Across Chicago and much of the country, a growing slice of young adults is quietly stepping off the path to owning a home. That choice is already changing how they work, spend, and think about starting families, and researchers say that if it sticks, it could rewire local labor markets and widen wealth gaps over the long haul.

In a working paper, Seung Hyeong Lee and Younggeun Yoo project that people born in the 1990s will hit retirement with a homeownership rate about 9.6 percentage points lower than their parents' generation. They also find that roughly 15% of the 2010 cohort had effectively "given up" on ever buying by age 30. Using a calibrated life-cycle model and transaction-level data, the authors report that once people lose hope of owning, they tend to spend more, pull back on work, and lean into riskier investments.

Those findings have attracted national attention. As reported by The Washington Post, the model and county-level tests suggest that these behavioral shifts build on themselves over time and magnify wealth differences between would-be buyers who keep trying and those who walk away. The paper also cites a 2024 Harris Poll that found about 46% of Gen Z respondents agreed with the statement, “No matter how hard I work, I will never be able to afford a home I really love,” a result highlighted by Fortune. To bolster their case, the authors tested the model against transaction data covering more than 500,000 Americans.

Chicago readers have already gotten the local angle. Crain's Chicago Business summarized the research and reported that, in an email, the authors pushed back on the idea that discouraged renters are simply slacking off. They argued that what looks like apathy is mostly about affordability constraints, not personal failings. Crain's also noted that Lee and Yoo themselves have not given up on owning and that their paper lays out targeted policy ideas aimed at nudging on-the-fence renters back toward buying when it is realistically possible.

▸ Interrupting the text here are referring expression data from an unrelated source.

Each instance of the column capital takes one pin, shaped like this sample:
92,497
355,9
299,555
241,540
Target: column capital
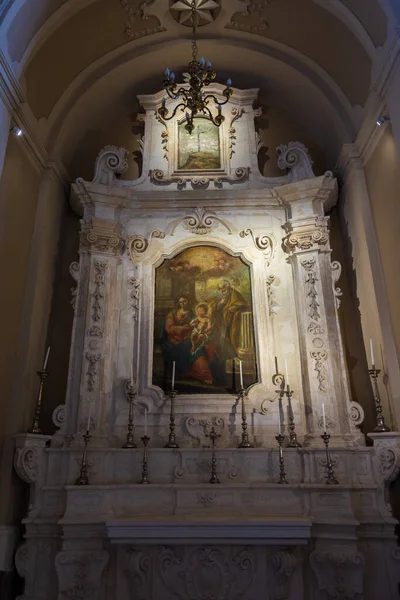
101,236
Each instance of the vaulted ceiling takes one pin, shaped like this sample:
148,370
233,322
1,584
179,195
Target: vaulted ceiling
82,61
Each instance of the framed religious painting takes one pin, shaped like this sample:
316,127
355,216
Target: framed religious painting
203,322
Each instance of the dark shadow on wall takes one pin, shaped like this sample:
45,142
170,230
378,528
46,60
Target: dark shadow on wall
61,319
350,319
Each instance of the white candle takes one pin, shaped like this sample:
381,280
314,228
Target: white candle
372,352
286,374
173,375
89,415
46,359
323,417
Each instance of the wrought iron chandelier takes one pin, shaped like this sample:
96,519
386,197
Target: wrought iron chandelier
194,100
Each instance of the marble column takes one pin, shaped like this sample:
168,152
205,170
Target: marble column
323,372
95,324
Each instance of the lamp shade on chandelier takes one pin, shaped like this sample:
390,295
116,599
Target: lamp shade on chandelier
194,99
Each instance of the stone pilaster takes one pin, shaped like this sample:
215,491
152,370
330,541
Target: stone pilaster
94,324
323,369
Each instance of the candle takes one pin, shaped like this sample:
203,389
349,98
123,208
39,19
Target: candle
323,417
372,353
286,374
241,374
89,415
46,359
173,375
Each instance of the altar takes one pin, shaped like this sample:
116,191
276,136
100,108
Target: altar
206,308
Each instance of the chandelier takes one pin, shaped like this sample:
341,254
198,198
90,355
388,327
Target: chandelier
194,100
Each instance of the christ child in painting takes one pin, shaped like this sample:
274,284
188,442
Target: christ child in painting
201,327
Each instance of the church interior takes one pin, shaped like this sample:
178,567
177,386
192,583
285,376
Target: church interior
200,323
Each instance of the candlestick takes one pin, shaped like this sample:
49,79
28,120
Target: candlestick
171,438
38,408
331,479
293,442
173,376
381,427
131,394
83,478
245,436
213,435
372,353
89,415
286,374
145,439
241,374
46,359
282,475
323,417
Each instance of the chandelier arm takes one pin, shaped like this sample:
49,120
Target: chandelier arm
209,96
181,104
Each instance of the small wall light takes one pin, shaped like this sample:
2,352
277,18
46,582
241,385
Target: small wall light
382,120
16,131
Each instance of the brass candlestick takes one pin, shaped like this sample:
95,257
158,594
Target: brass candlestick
293,443
145,439
171,439
83,478
282,475
38,408
380,421
331,479
213,435
131,394
245,436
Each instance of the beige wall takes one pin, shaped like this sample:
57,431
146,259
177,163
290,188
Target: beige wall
18,200
383,179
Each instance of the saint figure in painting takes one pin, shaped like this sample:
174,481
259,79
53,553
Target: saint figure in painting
225,311
185,339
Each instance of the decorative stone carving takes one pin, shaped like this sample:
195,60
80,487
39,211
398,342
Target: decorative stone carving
58,416
319,366
110,161
91,372
387,455
264,242
239,175
207,572
284,564
295,157
336,273
134,285
98,292
236,113
80,573
74,270
200,222
306,240
200,428
340,574
26,463
101,236
312,294
271,295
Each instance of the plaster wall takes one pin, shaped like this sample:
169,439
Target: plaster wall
383,179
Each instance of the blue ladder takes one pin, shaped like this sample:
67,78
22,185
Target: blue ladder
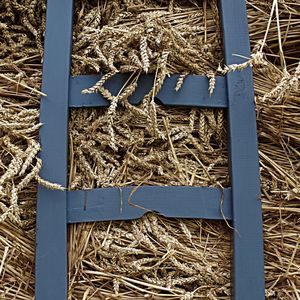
242,205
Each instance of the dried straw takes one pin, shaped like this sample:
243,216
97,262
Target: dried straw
153,256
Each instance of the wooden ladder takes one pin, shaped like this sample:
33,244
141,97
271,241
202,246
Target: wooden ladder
242,205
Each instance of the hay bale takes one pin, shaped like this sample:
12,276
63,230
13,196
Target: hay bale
163,256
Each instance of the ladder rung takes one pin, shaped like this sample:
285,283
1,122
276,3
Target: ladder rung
194,91
108,204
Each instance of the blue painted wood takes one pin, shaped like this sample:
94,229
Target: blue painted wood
51,228
194,92
248,266
170,201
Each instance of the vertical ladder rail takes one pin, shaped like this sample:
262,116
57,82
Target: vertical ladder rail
248,259
51,229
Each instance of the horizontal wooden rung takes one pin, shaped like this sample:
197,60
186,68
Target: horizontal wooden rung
129,203
194,91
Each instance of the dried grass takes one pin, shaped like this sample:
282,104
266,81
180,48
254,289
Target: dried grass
153,256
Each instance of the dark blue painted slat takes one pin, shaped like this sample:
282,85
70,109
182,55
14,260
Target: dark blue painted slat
248,263
51,227
170,201
194,92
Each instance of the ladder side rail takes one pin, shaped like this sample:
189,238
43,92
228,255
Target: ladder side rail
248,260
51,228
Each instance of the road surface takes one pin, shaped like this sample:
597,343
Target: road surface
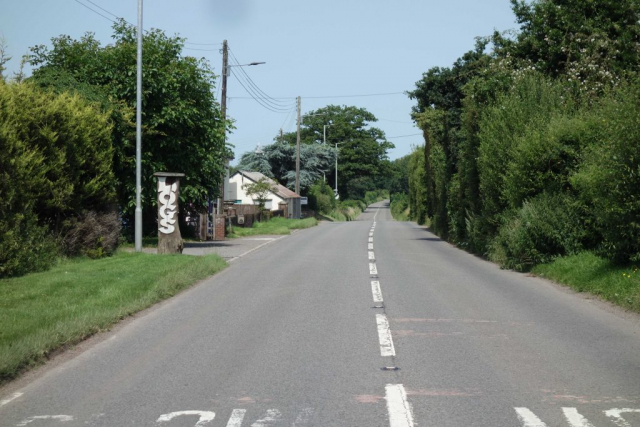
364,323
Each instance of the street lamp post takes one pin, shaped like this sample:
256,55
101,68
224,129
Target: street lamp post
138,211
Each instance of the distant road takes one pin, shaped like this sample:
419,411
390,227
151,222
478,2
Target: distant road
298,332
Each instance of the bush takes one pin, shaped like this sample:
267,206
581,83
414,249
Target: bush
322,198
609,177
25,246
94,235
544,227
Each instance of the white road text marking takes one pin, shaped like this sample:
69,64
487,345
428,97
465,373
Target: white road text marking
400,412
237,415
375,290
61,418
384,335
205,417
14,396
528,418
575,419
273,415
616,413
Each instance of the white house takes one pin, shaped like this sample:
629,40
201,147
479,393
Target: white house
281,194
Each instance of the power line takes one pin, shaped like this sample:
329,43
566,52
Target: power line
257,98
404,136
268,99
95,11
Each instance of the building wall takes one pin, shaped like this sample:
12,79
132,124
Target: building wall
237,192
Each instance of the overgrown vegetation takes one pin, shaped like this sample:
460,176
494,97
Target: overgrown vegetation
273,226
43,312
532,149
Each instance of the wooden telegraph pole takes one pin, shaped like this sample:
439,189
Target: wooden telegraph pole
298,152
223,107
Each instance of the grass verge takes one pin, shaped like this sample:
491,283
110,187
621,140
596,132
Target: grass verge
587,272
274,226
43,312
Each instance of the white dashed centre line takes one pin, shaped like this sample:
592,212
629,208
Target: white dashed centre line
373,270
376,291
384,335
399,408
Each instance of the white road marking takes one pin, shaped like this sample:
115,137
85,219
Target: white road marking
205,417
575,419
375,290
616,413
273,415
528,418
61,418
399,408
384,336
373,270
237,415
14,396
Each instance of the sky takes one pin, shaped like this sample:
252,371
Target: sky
326,52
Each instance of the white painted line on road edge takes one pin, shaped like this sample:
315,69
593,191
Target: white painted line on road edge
13,397
205,417
256,248
617,414
528,418
399,408
61,418
376,291
236,418
575,419
384,335
373,270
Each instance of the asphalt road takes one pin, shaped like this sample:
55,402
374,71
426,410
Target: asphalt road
297,333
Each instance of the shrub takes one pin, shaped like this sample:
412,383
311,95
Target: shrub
25,246
544,227
322,198
94,235
609,177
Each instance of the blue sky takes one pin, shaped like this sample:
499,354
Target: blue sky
322,51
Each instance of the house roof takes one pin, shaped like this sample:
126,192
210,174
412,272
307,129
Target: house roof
281,191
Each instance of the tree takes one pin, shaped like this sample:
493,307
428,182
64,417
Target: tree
278,161
259,191
362,149
183,127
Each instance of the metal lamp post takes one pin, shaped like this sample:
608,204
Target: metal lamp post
138,212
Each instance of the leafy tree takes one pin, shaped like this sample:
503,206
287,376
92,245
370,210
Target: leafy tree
362,149
259,191
278,161
182,125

Affordability Is Getting Worse

National affordability metrics help explain why so many young people are opting out. The Federal Reserve Bank of Atlanta's Home Ownership Affordability Monitor shows that the share of median household income needed to buy the median-priced home has jumped sharply over the past decade. It climbed from the high 20s percent of income in 2015 to about 43% in October 2025, pushing typical ownership costs above the 30% affordability line commonly used by HUD, according to the Atlanta Fed. Both the paper and outside data suggest that squeeze is a major reason so many renters say they no longer see a realistic path to owning.

Local Market Pressure

Chicago's housing market has been feeling that squeeze up close. Recent reporting shows that median prices in the city and metro area climbed into the high $300,000s and touched about $400,000 in mid 2025, driven by tight inventory and steady demand, according to The Real Deal. In day-to-day terms, that means longer saving timelines and fewer truly affordable listings, which the authors warn makes it more likely younger Chicagoans will delay buying or skip it altogether.

Lee and Yoo suggest a narrowly targeted early subsidy for renters hovering near what they call the "giving-up" threshold. Their model indicates that such a policy could lift homeownership rates, increase work effort and reduce reliance on social safety nets, according to Lee and Yoo. Skeptics quoted in national coverage argue that subsidies on their own will not fix what is fundamentally a supply problem, and that cities will also need more housing and faster approvals to keep prices from marching even higher, as The Washington Post reported. For Chicago officials and community groups, the takeaway is blunt: reversing the trend of young adults giving up on buying will require both targeted demand-side help and serious efforts to expand supply.